Analyzing Amazon reviews written by members of the paid Amazon Vine program. The Amazon Vine program is a service that allows manufacturers and publishers to receive reviews for their products. Companies pay a small fee to Amazon and provide products to Amazon Vine members, who are then required to publish a review.
use PySpark to perform the ETL process to extract the dataset, transform the data, connect to an AWS RDS instance, and load the transformed data into pgAdmin. Next, use PySpark to determine if there is any bias toward favorable reviews from Vine members in the selected dataset. Then, write a summary of the analysis to submit to company stakeholders.

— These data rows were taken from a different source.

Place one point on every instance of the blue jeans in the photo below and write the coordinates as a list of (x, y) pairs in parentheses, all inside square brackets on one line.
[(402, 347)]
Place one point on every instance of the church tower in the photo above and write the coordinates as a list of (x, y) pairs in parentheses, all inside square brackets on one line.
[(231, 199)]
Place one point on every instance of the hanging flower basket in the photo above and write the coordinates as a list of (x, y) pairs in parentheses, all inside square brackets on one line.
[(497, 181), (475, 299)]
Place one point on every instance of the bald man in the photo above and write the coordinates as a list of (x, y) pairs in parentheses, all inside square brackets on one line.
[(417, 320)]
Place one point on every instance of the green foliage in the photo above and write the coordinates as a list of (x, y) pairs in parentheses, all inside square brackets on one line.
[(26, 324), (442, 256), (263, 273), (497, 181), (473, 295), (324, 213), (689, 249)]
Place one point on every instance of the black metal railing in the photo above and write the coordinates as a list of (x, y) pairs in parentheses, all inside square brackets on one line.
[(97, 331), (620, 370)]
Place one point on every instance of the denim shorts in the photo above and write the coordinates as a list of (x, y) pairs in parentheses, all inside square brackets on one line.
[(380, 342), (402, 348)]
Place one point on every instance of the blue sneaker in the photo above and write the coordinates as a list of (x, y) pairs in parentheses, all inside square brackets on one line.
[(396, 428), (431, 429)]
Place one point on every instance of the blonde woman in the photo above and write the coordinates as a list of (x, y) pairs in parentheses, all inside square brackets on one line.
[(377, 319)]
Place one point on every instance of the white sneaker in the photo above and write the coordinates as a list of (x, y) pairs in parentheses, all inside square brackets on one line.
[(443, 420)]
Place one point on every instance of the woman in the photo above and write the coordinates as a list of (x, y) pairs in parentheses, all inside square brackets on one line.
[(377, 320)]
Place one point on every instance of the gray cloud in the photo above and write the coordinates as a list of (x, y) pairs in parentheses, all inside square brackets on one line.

Python PySpark and Pandas, AWS RDS and S3 services, SQL and pgAdmin
Vine reviews and percentage of 5-star reviews
non-vine reviews and percentage of 5-star reviews
Our data analysis result showed that 57% of the reviews in the Vine program were 5 stars reviews out of 285 total reviews whereas the percentage in the non-Vine program reviews is 46% out of 31545 reviews. Comparison of percentages reveales that a positivity bias for reviews in the Vine program. Additionally we could analyse one-way ANNOVA test for 5-star rating for the Vine and non-Vine reviews to see whether the percentage of difference is statistically significant or not.